Everything is possible


Art is my pet subject because as a child I was fascinated with paining, drawing. I read and re-read a hundred times the fictional biography of Michael Munkacsy who was a well known Hungarian artist of his time. Recently, I've discovered the possibility that my past life I was Austin Spare, the English painter and mystic. I was born in Hungary but I wanted to be English as far as I remember (see, I actually been that, a Londoner at that).


I was also attracted to Durer's drawings at a quite an early age.
 
Performing-arts and past-lives.


Hello,


Can participation in the performing-arts i.e., as theater performers, as well as audience at plays evoke possible past-life memories?


Marc
 
Performing-arts and past-lives.

Can participation in the performing-arts i.e., as theater performers, as well as audience at plays evoke possible past-life memories?

I derived my own painting techniques from dreams and flashbacks.

In this case, there could be a PL in the Performing Arts manifesting itself. I believe it a yes.
 
Everything is possible

Recently, I've discovered the possibility that my past life I was Austin Spare, the English painter and mystic. I was born in Hungary but I wanted to be English as far as I remember (see, I actually been that, a Londoner at that).

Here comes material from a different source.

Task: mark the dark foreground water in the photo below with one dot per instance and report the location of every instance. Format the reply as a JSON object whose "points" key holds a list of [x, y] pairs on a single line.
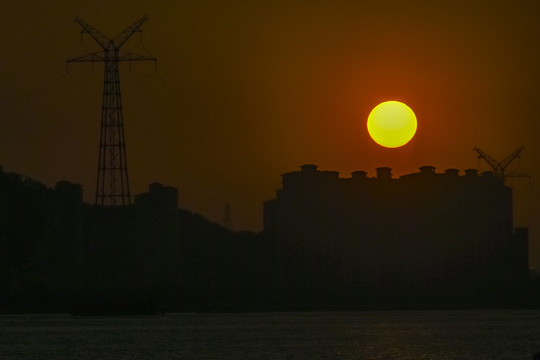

I was also attracted to Durer's drawings at a quite an early age.

AOS,

Have you actually seen a canvas (or canvases) painted by him? If so, did it evoke a memory or flashback or did you react in any adverse way? I ask this because I had a shell shock-like experience on seeing a Sisley painting up close for the first time in 1987 in an art gallery. And yes, personality traits and tastes do repeat in reincarnation cases.